Profit and Loss Statement

How to Read a Profit and Loss Statement (And Actually Use It to Make Better Decisions)

For many small business owners, financial reports feel like a chore reserved for accountants and tax time. One of the most important reports — the Profit and Loss Statement (P&L) — is often misunderstood, ignored, or filed away without much thought.

But here’s the truth: your P&L isn’t just paperwork. It’s a roadmap of your business health. When you know how to read and use it, the P&L can help you spot issues early, improve profitability, and make confident business decisions.

In this article, I’ll break down what a P&L is, how to interpret it, and — most importantly — how to put it into practice.

What Is a Profit and Loss Statement?

A Profit and Loss Statement (sometimes called an “income statement”) summarises your business’s revenues, costs, and expenses over a set period of time (usually monthly, quarterly, or annually).

In simple terms, it shows:

  • How much money came in (sales, income)

  • How much money went out (expenses, costs)

  • What’s left over (profit or loss)

It answers one of the most important questions in business: Am I actually making money?

The Key Sections of a P&L

  1. Revenue (Sales)
    The total amount earned from your products or services before expenses. Consistent revenue growth usually signals healthy demand.

  2. Cost of Goods Sold (COGS)
    The direct costs of producing goods or delivering services. For example, materials, supplies, or subcontractor costs.

  3. Gross Profit
    Revenue minus COGS. This shows how much money you make after covering direct costs — before overheads like rent or admin expenses.

  4. Operating Expenses
    Day-to-day running costs such as wages, rent, insurance, and marketing.

  5. Net Profit (or Loss)
    The final figure — your “bottom line.” This tells you how much you’ve truly earned (or lost) after all expenses.

How to Read Your P&L Like a Business Owner (Not Just an Accountant)

The P&L isn’t just about numbers — it’s about stories. Each line tells you something about how your business is performing.

  • Compare Revenue to Prior Periods
    Are sales growing, steady, or declining? Trends matter more than one-off numbers.

  • Watch Gross Profit Margins
    If your revenue is steady but gross profit is shrinking, your costs may be creeping up — or you may need to revisit pricing.

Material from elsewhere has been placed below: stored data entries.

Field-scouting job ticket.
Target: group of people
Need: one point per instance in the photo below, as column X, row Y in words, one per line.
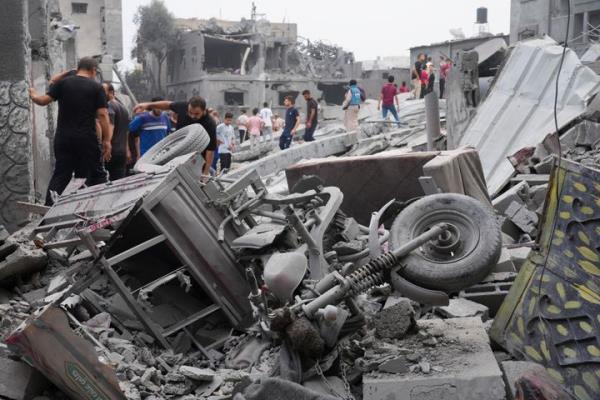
column 423, row 75
column 97, row 140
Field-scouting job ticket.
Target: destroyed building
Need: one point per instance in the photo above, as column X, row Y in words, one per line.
column 45, row 37
column 242, row 64
column 372, row 264
column 549, row 17
column 376, row 71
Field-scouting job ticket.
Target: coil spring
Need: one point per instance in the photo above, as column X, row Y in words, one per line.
column 371, row 274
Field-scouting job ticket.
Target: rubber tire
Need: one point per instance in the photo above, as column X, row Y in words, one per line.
column 184, row 141
column 452, row 275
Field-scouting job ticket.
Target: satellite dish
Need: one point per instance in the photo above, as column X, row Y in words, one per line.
column 457, row 33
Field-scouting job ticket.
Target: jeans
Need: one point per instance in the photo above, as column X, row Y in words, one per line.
column 285, row 140
column 391, row 109
column 267, row 133
column 215, row 159
column 80, row 155
column 309, row 133
column 225, row 161
column 116, row 167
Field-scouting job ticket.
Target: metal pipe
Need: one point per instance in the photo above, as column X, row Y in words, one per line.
column 269, row 214
column 124, row 83
column 371, row 271
column 420, row 240
column 365, row 252
column 432, row 112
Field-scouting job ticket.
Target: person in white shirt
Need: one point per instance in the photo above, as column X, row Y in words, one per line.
column 226, row 141
column 266, row 115
column 242, row 123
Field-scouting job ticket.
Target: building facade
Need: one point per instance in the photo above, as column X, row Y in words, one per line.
column 38, row 39
column 240, row 65
column 530, row 18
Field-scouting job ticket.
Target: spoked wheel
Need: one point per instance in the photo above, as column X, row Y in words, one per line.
column 461, row 256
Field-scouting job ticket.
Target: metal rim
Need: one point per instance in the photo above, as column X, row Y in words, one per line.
column 455, row 244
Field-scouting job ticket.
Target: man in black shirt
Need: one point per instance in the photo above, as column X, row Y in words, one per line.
column 81, row 100
column 188, row 113
column 119, row 119
column 312, row 108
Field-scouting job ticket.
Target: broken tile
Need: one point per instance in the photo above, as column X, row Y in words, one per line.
column 197, row 374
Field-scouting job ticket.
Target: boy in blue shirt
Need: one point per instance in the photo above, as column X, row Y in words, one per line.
column 292, row 121
column 149, row 128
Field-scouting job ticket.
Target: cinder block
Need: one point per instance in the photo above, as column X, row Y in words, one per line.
column 466, row 375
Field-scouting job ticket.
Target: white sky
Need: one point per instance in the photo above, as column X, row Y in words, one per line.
column 368, row 28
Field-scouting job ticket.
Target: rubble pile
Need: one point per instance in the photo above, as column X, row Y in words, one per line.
column 384, row 272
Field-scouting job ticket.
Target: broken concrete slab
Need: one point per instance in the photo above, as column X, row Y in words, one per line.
column 518, row 193
column 22, row 261
column 68, row 360
column 19, row 381
column 513, row 370
column 523, row 217
column 397, row 365
column 197, row 374
column 35, row 295
column 515, row 113
column 395, row 319
column 471, row 374
column 463, row 308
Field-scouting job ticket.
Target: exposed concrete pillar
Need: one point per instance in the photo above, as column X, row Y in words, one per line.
column 586, row 28
column 432, row 113
column 16, row 155
column 284, row 58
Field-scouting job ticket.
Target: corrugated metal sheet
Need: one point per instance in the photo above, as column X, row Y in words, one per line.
column 519, row 110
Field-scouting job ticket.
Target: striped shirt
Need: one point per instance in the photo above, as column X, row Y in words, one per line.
column 150, row 129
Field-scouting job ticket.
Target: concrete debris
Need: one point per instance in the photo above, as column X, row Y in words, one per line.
column 513, row 371
column 505, row 122
column 463, row 367
column 286, row 276
column 396, row 318
column 19, row 381
column 463, row 308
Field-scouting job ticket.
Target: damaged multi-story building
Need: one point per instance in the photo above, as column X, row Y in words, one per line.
column 40, row 38
column 549, row 17
column 237, row 65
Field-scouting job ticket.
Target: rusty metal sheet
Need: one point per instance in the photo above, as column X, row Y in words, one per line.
column 519, row 109
column 368, row 182
column 552, row 313
column 46, row 342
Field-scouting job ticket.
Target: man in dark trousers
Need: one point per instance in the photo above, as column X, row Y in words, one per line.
column 81, row 100
column 119, row 119
column 312, row 109
column 188, row 113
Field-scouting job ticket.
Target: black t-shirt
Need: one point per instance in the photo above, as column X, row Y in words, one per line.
column 312, row 105
column 78, row 100
column 119, row 117
column 183, row 119
column 418, row 69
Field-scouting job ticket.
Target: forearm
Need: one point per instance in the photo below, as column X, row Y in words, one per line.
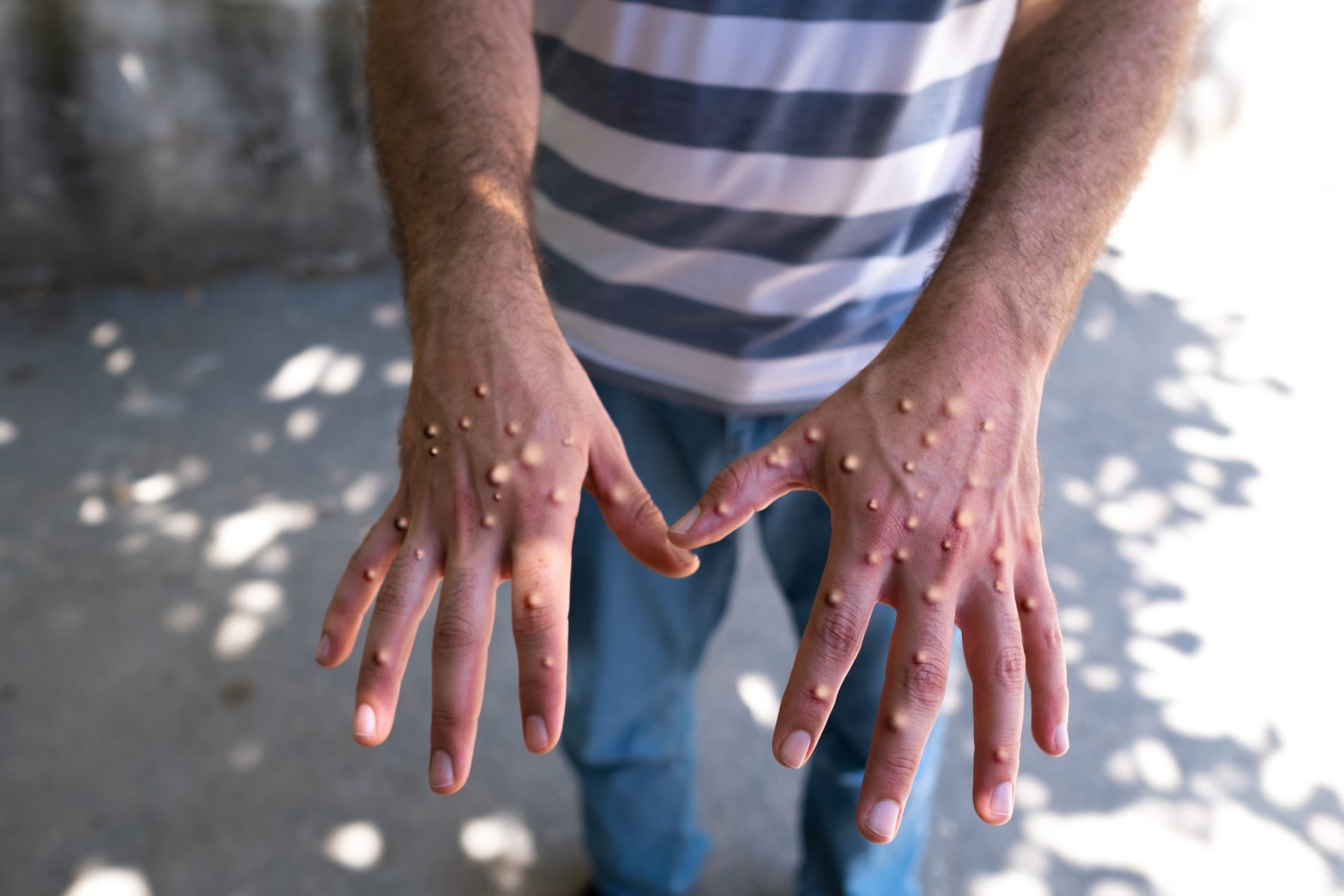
column 1079, row 97
column 453, row 100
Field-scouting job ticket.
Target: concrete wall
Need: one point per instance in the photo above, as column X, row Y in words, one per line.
column 164, row 139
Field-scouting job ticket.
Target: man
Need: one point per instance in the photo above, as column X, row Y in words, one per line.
column 737, row 206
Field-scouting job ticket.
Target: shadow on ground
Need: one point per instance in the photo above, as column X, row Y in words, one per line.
column 186, row 472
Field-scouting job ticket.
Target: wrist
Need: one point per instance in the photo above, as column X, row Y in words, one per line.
column 990, row 316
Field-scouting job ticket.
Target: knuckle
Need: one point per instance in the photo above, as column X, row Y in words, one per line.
column 839, row 634
column 1008, row 668
column 897, row 767
column 534, row 624
column 453, row 633
column 448, row 718
column 927, row 680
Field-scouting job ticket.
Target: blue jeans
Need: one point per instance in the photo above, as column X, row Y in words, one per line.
column 636, row 640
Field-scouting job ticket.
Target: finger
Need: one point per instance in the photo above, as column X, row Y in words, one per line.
column 400, row 606
column 540, row 609
column 827, row 651
column 461, row 640
column 631, row 512
column 749, row 484
column 1043, row 642
column 995, row 661
column 359, row 585
column 917, row 679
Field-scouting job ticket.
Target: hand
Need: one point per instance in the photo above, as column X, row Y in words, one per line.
column 927, row 462
column 502, row 431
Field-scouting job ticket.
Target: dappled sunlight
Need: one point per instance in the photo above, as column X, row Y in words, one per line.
column 357, row 845
column 760, row 696
column 300, row 374
column 1181, row 846
column 316, row 368
column 240, row 536
column 362, row 494
column 109, row 882
column 255, row 606
column 503, row 844
column 301, row 424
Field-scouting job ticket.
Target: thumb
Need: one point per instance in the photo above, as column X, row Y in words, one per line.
column 631, row 512
column 749, row 484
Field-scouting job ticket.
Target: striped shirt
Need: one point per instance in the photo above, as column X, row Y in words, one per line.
column 738, row 200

  • Scrutinise Operating Expenses
    Small leaks add up. Are there subscriptions or overheads you’re paying for that don’t deliver value?

  • Understand Net Profit
    Don’t confuse cash in the bank with profit. A healthy net profit margin is essential for reinvestment and sustainability.

Practical Ways to Use Your P&L

Here’s where most small business owners miss out: using the P&L proactively.

  1. Set Benchmarks
    Compare your P&L to industry standards. For example, in hospitality, food costs should usually sit between 25–35% of sales.

  2. Guide Decision-Making
    Considering hiring staff, expanding, or investing in equipment? Your P&L shows if you can realistically afford it.

  3. Spot Early Warning Signs
    If expenses are rising faster than sales, or net profit is shrinking, it’s better to know now than six months later.

  4. Plan for Tax
    Reviewing your P&L throughout the year helps you forecast taxable income and set aside the right amount for the ATO.

Common Mistakes Small Business Owners Make

  • Only looking at revenue — “Top line” sales look impressive but don’t matter without healthy margins.

  • Not reviewing regularly — Waiting until tax time means you’re flying blind most of the year.

  • Ignoring variances — If costs jump suddenly, find out why before it becomes a pattern.

  • Confusing profit with cash flow — Profit is not the same as cash in the bank.

Tips for Getting the Most Out of Your P&L

  • Review monthly, not just annually.

  • Use cloud accounting tools to generate real-time reports.

  • Sit down with a bookkeeper or advisor to interpret the results.

  • Combine P&L insights with cash flow forecasts for a full picture.

Final Thoughts

Your Profit and Loss Statement isn’t just an accounting requirement — it’s a tool to run your business smarter. When you know how to read it, you gain clarity on what’s working, what needs adjusting, and how to grow sustainably.

Remember: numbers tell a story. The better you understand the story your P&L is telling, the more confident you’ll feel in steering your business forward.